ABSTRACT

In ethnography, personal narrative, interview, ritual and everyday practice whether among the literate or non-literate, employed or secluded, or urban and rural populations in East and South Asia, two powerful messages emerge which are confirmed by the statistics. The first is that children are gendered; the second is that practically and cognitively daughters are reasoned to be secondary and a supplement, but rarely a substitute for sons. Notions of secondariness and unsubstitutability underlie son preference and are rooted in the culture of gender, so that an understanding of gender identity and the ways in which gender relations are defined and interpreted within everyday beliefs and behaviour is an important contributing factor in understanding daughter discrimination. It is one of the arguments of this book that daughters suffer by reason of gender and that this reasoning has been underplayed in previous analyses of son preference. Although daughters are the most junior and understudied members of the female gender, even the very term ‘gender’ is used universally as if there is an assumed uniform agreement about its meaning to which is ascribed powers of explanation as if gender identity and relations are pre-determined or beyond culture. Within demography, analysts may have given a great deal of attention to intergenerational relations, but they have given rather less to gender relations, although there is evidence that this is changing.

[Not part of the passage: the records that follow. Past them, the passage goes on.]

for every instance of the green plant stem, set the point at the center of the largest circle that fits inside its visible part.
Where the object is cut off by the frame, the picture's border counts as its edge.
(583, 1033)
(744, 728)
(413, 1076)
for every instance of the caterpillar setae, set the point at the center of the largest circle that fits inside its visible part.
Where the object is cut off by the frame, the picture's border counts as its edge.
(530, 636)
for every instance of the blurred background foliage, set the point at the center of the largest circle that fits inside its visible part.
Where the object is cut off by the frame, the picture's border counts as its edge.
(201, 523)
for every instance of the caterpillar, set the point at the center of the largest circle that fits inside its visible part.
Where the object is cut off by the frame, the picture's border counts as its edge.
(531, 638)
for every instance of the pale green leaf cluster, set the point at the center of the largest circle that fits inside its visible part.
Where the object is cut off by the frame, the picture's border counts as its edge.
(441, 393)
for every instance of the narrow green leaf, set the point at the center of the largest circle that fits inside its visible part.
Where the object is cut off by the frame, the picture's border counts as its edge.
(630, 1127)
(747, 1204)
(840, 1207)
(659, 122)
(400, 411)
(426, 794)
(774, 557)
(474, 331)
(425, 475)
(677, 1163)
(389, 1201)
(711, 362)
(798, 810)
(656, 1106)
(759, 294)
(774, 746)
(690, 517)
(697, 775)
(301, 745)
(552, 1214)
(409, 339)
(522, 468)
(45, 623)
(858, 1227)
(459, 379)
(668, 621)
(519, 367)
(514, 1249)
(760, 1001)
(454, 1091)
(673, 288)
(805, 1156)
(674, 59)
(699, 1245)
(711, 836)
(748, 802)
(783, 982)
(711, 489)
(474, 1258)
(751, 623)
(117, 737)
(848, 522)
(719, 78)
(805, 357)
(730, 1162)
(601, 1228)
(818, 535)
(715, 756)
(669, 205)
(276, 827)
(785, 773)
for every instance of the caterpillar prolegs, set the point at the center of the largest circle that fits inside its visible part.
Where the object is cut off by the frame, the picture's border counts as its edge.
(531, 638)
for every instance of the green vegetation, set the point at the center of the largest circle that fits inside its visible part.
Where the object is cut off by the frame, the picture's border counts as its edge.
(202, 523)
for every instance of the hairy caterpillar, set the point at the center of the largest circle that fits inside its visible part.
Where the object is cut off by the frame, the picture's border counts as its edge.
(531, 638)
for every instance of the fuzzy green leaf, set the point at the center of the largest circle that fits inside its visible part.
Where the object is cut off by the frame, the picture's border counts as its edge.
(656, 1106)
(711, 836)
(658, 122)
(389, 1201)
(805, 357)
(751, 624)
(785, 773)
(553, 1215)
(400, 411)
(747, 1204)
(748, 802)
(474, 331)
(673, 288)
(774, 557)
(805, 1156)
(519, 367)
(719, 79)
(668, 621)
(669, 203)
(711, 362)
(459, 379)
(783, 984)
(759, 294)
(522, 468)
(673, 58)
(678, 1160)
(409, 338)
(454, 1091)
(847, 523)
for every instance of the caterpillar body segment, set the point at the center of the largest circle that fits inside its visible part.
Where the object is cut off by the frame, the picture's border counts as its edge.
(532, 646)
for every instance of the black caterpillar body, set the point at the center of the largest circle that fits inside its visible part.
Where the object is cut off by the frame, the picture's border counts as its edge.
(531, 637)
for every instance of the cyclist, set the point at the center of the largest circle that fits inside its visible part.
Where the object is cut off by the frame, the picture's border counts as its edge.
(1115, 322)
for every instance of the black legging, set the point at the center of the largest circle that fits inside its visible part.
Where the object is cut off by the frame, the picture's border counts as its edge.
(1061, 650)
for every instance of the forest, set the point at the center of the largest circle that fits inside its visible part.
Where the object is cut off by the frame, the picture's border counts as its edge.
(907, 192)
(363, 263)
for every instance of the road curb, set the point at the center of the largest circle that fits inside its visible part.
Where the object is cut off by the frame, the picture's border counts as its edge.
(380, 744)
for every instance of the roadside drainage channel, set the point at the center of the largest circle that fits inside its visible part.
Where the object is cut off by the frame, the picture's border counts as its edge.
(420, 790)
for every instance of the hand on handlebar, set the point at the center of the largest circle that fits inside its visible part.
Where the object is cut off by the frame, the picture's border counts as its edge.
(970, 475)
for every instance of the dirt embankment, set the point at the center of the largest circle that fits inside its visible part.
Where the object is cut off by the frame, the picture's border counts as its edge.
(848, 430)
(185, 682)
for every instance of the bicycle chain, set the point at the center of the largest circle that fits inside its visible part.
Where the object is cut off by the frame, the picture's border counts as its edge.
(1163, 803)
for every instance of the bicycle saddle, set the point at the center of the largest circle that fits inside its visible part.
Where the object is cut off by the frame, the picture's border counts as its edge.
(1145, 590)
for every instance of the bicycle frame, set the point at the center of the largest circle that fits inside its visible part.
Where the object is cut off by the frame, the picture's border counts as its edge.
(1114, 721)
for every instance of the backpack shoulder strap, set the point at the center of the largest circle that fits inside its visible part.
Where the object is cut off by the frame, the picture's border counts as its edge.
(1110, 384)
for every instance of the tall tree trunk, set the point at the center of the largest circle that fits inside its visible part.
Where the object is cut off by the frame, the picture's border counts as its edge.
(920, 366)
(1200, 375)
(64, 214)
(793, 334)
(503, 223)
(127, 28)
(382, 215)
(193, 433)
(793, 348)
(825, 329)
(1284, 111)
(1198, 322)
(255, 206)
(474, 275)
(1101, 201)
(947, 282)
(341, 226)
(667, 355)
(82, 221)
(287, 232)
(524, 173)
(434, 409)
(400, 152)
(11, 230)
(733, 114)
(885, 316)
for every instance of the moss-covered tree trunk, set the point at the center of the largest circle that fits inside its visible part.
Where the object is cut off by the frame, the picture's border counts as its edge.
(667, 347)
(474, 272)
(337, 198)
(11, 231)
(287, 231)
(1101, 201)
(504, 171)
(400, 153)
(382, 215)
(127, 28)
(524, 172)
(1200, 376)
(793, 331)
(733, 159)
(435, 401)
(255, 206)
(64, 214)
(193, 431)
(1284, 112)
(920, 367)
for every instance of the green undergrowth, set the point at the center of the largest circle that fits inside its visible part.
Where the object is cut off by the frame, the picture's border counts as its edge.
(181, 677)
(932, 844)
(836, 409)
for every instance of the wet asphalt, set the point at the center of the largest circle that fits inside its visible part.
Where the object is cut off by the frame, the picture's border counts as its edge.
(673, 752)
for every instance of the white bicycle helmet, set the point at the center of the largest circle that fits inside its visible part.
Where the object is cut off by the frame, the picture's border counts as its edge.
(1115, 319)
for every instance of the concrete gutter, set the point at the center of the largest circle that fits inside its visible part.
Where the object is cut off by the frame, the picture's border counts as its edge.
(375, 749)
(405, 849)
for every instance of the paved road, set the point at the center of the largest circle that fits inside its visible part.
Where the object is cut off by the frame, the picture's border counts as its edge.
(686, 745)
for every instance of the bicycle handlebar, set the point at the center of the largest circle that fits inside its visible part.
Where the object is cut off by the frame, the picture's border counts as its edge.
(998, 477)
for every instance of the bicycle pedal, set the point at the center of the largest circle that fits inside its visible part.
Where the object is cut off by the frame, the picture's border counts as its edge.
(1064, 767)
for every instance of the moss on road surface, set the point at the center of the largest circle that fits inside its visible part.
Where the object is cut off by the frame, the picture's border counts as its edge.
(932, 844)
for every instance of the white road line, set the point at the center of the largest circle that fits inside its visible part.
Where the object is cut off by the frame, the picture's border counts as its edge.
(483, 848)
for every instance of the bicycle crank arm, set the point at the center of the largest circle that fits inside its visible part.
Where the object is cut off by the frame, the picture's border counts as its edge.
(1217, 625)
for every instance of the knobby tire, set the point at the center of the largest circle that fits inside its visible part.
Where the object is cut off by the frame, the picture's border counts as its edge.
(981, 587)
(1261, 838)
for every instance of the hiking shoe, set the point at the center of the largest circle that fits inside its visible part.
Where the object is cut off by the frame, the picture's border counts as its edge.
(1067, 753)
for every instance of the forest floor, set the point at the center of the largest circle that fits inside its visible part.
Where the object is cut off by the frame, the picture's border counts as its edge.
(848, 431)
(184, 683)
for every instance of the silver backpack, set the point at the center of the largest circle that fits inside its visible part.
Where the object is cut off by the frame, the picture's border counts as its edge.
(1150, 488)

Watkins in an important article in Demography in 1993 entitled ‘If all we know about women was what we read in Demography what would we know?’ argued that, with the exception of fertility studies, demographers have not been very sensitive to the importance of gender relationships in understanding demographic behaviour.1 Although the intensity of son preference and daughter discrimination has been linked to gender roles, relations and degrees of inequality, few demographic studies analyse this linkage in any detail, although they often suggest that such studies should be undertaken. It has been left to anthropologist and feminist scholars to interrogate the notion of gender and analyse gender roles and relations in the context of the family, the community and society.